The top 10 most important predictors for 24-h MLP. Relative feature importance scores are determined by the Garson variable importance measure. The feature importance scores of all 121 predictors add up to 1.

Table 7.

The MLP may rank the significance of a predictor differently from a linear method for two reasons: 1) with 121 predictors, the MLP model leverages more information to make predictions than other statistical–dynamical models, and therefore may use the predictors differently; 2) the MLP is a neural network–based nonlinear model, which allows for more complex relationships between the predictors and the predictand in comparison to single weight coefficient-defined relationships in linear regression. Predictors previously not shown to be important in a linear method may turn out to be useful in a nonlinear approach and vice versa. Despite differences between the MLP and the more traditional multivariate linear regression methods, it may still be surprising that vertical shear is not among the top ten most important predictors for instance. We found that vertical wind shear and U200 (ranked tenth in feature importance) have a significant correlation coefficient of 0.55, which indicates that effects of wind shear are, at least partially, included through the use of U200. Although the predictor importance ranking offers an opportunity to understand how the MLP makes its predictions, we acknowledge that the ranking here does not constitute feature selection recommendations for other modeling practices that are not neural network based.

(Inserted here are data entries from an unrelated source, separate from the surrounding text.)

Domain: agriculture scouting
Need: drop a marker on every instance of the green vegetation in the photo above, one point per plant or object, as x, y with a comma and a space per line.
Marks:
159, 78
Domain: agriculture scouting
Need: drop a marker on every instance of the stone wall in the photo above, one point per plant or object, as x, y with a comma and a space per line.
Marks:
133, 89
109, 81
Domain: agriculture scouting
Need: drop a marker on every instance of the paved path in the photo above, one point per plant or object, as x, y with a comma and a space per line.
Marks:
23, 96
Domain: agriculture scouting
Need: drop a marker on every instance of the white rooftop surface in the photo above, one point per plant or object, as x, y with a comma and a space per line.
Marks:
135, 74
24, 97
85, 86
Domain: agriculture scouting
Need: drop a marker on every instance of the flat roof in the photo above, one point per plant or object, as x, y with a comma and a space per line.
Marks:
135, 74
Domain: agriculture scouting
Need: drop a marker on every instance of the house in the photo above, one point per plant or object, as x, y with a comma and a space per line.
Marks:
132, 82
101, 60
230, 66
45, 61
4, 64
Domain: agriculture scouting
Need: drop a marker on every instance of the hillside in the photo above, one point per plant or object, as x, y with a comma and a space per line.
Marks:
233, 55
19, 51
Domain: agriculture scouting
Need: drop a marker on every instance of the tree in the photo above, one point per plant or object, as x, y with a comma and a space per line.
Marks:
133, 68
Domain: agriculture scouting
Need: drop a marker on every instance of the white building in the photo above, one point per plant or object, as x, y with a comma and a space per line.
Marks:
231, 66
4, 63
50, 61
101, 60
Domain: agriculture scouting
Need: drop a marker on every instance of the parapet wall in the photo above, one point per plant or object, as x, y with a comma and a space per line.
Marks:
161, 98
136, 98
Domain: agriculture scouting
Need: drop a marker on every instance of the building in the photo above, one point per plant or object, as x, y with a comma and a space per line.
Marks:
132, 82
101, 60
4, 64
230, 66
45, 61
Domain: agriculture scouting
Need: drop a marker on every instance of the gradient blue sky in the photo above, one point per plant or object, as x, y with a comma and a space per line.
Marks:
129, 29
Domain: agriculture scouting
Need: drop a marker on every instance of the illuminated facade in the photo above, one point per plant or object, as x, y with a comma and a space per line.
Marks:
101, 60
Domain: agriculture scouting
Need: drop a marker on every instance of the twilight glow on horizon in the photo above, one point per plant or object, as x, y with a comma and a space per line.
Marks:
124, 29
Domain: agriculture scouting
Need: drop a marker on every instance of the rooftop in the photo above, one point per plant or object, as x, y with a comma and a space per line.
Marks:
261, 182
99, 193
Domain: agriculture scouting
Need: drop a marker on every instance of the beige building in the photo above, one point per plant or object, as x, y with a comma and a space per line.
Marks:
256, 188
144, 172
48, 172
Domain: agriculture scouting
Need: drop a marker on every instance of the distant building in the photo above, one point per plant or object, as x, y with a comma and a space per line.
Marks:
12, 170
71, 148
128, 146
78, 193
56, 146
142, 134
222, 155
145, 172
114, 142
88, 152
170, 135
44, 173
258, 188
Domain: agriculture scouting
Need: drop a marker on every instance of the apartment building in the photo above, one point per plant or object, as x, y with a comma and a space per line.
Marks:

5. Discussion and conclusions

Two DL experiments were conducted to predict TC intensity change, using a DL model—MLP—trained with predictors that are available from SHIPS, a well-known statistical–dynamical model. In the LOYO tests of the first experiment, the MLP model predicted a 24-h intensity change that had a 20% lower MAE than SHIPS for Atlantic forecasts that used only input that was available in real-time. In the 2019 and 20 independent tests where the MLP model is tested as if in a real-time operational forecast mode, it again outperformed all three statistical–dynamical models, with a MAE lower than those of SHIPS, DSHP and LGEM by 22%, 5%, and 8%, respectively. When compared to the leading dynamical model HWFI, the MLP has lower RMSE (by −1%), higher MAE (by 2%), and the same R2 indicating that the MLP’s forecasting skills are broadly comparable to that of HWFI. The MLP also detected RI events more accurately than other models and had the highest GSS and PSS. In the second experiment, a lightweight MLP model using only nine predictors consistently outperformed the linear regression for 6-hourly predictions and achieved a model-data R2 correlation coefficient of 0.42 on 1982–2017 data, which is significantly higher than those reported in previous studies (Lin et al. 2017). When coupled with a synthetic track model, the MLP model generated realistic synthetic TCs in the Atlantic basin, which demonstrated the possibility of using this DL-based intensity model to generate a large quantity of synthetic TCs for the current climate and hypothetical climate scenarios.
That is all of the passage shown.